Cela duré huit mois. Une de mes grandes sœurs a recherché mon certificat de naissance pour prouver au juge que j’étais mineur. A partir de là j’ai été envoyé dans une prison pour mineurs. Je me retrouvais seulement avec des jeunes mais étant encore enfermé je ne pouvais me réjouir. J’ai cependant pris la décision de ne pas gâcher cette opportunité. J’ai pu y finir mon école primaire et apprendre de l’artisanat. Il y a un moment que je n’oublierai jamais, ce fut le moment où l’on annonça le décès de mon papa. Là je suis rentré dans la colère. Je n’obéissais plus aux personnels de la prison, je frappais les jeunes autour de moi et suis devenu insupportable pour tous. C’est là, au cœur de cette tristesse, que j’ai découvert ACAY. Ils donnaient des formations comme des cours d’anglais, du sport ou diverses formations. Au début je restais distant car n’étant pas de la même religion je pensais que je ne pourrai me joindre à leur groupe. Mais Laurent (aujourd’hui directeur de la mission ACAY France) s’est approché de moi et m’a dit « si tu veux te joindre à nos formations, viens tu verras tu apprendras beaucoup de choses ».
Je me suis joins aux diverses formations ACAY puis un jour j’ai eu la permission d’aller à Balanga pendant dix-sept jours pour vivre la formation Changement de Cap. Là, j’ai appris à m’ouvrir, même à pleurer, à gérer ma colère, à respecter les autres et à me mettre à leur service. A mon retour dans la prison, j’ai touché du doigt tout ce qui avait changé en moi: si autrefois je frappais les autres, à ce moment-là je pouvais reconnaitre mes erreurs, gérer mes émotions. Je suis resté trois ans dans ce centre.

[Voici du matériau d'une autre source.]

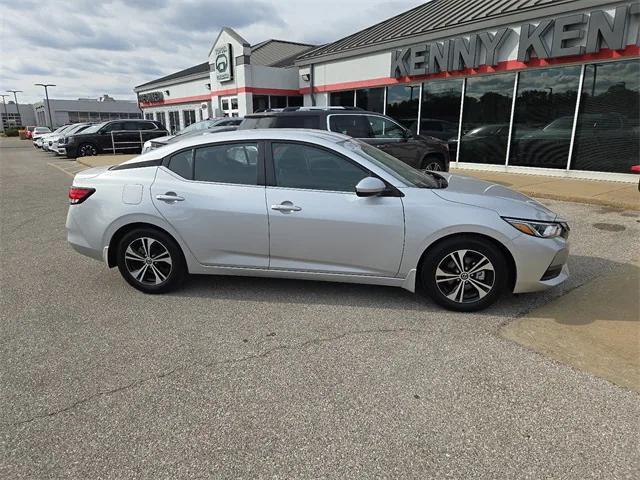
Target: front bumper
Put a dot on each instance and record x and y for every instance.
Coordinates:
(541, 263)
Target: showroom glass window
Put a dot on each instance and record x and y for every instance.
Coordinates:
(608, 131)
(342, 99)
(402, 103)
(371, 99)
(440, 109)
(174, 121)
(260, 103)
(543, 118)
(189, 117)
(486, 118)
(295, 101)
(278, 101)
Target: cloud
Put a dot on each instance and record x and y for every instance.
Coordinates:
(207, 15)
(90, 47)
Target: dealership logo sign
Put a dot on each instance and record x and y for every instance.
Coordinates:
(565, 36)
(151, 97)
(223, 63)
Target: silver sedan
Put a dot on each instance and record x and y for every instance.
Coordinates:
(317, 206)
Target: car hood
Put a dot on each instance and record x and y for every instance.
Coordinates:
(503, 200)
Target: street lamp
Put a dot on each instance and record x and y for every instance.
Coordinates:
(15, 97)
(6, 115)
(46, 93)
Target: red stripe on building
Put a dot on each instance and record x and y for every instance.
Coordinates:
(508, 65)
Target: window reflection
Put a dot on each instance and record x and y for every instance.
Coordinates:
(402, 103)
(543, 120)
(608, 131)
(371, 99)
(440, 109)
(485, 123)
(342, 99)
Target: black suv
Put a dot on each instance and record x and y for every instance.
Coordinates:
(419, 151)
(115, 136)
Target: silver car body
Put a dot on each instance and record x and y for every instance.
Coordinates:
(229, 229)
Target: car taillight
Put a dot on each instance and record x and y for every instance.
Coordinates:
(79, 194)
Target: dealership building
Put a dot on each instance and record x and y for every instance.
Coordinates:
(547, 86)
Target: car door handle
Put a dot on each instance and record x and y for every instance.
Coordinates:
(286, 207)
(169, 197)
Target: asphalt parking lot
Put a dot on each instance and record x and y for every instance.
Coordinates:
(252, 378)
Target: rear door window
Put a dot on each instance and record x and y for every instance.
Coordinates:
(298, 121)
(313, 168)
(235, 163)
(355, 126)
(182, 164)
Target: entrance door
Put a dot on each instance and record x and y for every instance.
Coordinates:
(317, 222)
(229, 105)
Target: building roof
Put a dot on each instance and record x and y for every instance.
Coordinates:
(437, 15)
(272, 53)
(187, 72)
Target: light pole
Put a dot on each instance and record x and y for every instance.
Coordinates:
(15, 97)
(46, 93)
(6, 115)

A ma sortie je me disais « enfin maintenant je vais être heureux! ». Je suis rentré chez moi dans le sud après avoir gagné un peu d’argent et m’être rapproché du programme de réinsertion d’ACAY. La joie immense de retrouver toute ma famille s’est transformée très vite en tristesse en voyant la violence régner partout. Ma famille elle-même avait plongé dans les conflits avec le gouvernement et des tribus avoisinantes. Après 28 jours je suis reparti à Manille en me disant « cette fois-ci c’est toi qui prends ta vie en main ».

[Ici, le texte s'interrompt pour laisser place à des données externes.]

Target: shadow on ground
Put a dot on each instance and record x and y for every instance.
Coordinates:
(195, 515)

Je dormais chez un ami de mon frère et je me suis rendu compte qu’il était lui aussi dans la drogue. Je travaillais comme agent de sécurité mais sans Licence. Quand ACAY a su cela, ils m’ont pris entre quatre yeux et m’ont dit « si tu restes dans ce milieu tu ne t’en sortiras pas, tu vas retomber ». Alors j’ai décidé de changer de vie et de repartir dans les études. Installé à Balanga, j’étudiais le matin et travaillais dans un restaurant tout l’après-midi jusqu’au soir pour subvenir à mes besoins financiers. J’ai dû passer mon examen de High School (niveau bac) à deux reprises mais j’avais pris la résolution de me battre avec moi-même et de ne pas laisser tomber.

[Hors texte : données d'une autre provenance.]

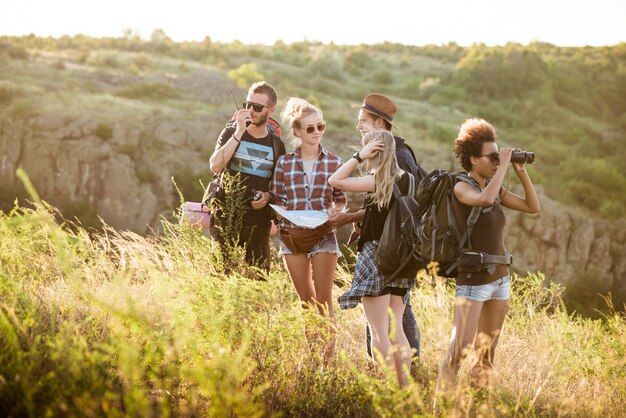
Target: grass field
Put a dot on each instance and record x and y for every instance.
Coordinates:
(115, 324)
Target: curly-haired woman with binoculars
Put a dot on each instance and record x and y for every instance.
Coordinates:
(483, 282)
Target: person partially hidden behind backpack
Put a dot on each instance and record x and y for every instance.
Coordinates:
(482, 289)
(377, 112)
(250, 151)
(370, 286)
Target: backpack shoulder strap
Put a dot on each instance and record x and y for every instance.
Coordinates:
(411, 190)
(277, 146)
(474, 213)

Aujourd’hui, diplômé de High School et indépendant, j’ai moins d’argent mais en paix avec moi-même. ma vie a été dure, douloureuse, souvent triste mais aujourd’hui en voyant ce chemin parcouru je suis rempli d’espérance et en paix avec moi-même. Un message restera gravé en mon cœur à jamais: notre vie ne s’arrête pas à nos erreurs. Nous pouvons toujours nous relever et recommencer si nous nous faisons confiance à nous-mêmes et faisons confiance à ceux qui nous entourent.